From top: Dan Hill's 'The Cloud'; 'Sound as object' via Generator X; Toyo Ito's 'Tower of Winds'; Weather Bracelet from The Teeming Void.
This is an unfinished draft from 2009, there are two others which have been chronologically placed into the archive (#2 & #3)...
The precipitation of the digital into the real has been accelerated by a virulent new wave of 'data visualisation', through which digital data and statistics are presented either through real-time displays or objects, mostly made by 'rapid prototyping' (which, as anyone who has ever used the process knows, is far from rapid).
I don’t know if you heard about it already, but Dan Hill (of City of Sound fame) recently posted about his new project: The Cloud. I won’t go into details, nor cast an opinion, but simply group it together with several other projects as examples of a New Millennium Spirit: data visualisation. In times-gone-by the problem was collecting the data, not representing it. Researchers developed speculative manners of presentation (graphs and specialist charts) and then went out into the world to collect the information. What I'm really saying is that modes of data visualisation were propositional about a certain reality.

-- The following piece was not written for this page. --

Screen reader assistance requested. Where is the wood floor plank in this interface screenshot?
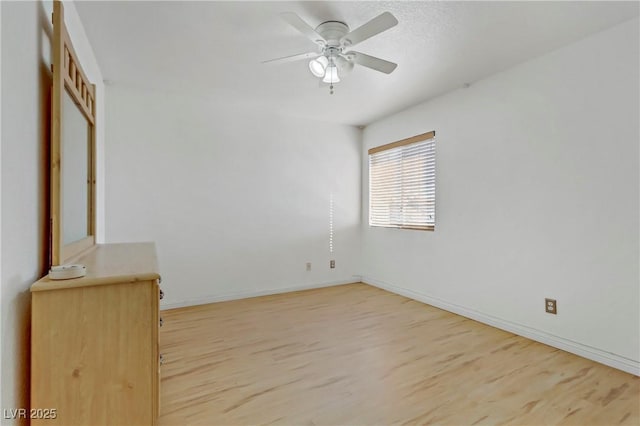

Today, there exists way too much data: insensible and unreadable. Understandably, the challenge is in creating new ways of presenting that data. Unfortunately, very few of these modes are intuitively comprehensible. In the world of arbitrary employment of technological tools (Za … what was her name?) data visualisation has remained ‘meaningful’. But in reality, it’s just a new tool for the generation of forms and images. And yet there is something rather banal about all these works (with perhaps the exception of Ito – not out of favouritism, but simply because he was so far ahead of his times).
Baudrillard wrote: “It is the difference that constitutes the poetry of the map and the charm of the territory, the magic of the concept and the charm of the real.” This difference belongs to the order of representation. Though it might equally be the order of transduction: the conversion of one physical quality to another (as light to heat, kinetic energy to electricity, magnetic impulses to sound, etc). The map is in some sense a translation of the territory, from a space through the hand & mind onto the page.
Data visualisation is not the same as cartography (although cartography could be seen as a type of data visualisation, it is at its foundation a conceptual visualisation, since our perception of landscape is not a data operation) – the difference is that there is no difference between the source data and the presented data. There is no abstraction of the information, only an abstraction of the presentation of that data. The reification of the digital only produces a physical version of the electronic dross. Nothing about the information has changed, only its mode of presentation.
This goes beyond Baudrillard’s notions of simulacrum and simulation in the sense that his hyperreality had no counterpart in the real. The visualisation of the digital has recently moved from the ethereal to the real – 3d printing, and any number of other manners for turning data into objects. But what is the meaning of these objects? And what are their purposes? A map is a practical document related to the revelation of the real, but a bracelet of the year’s weather?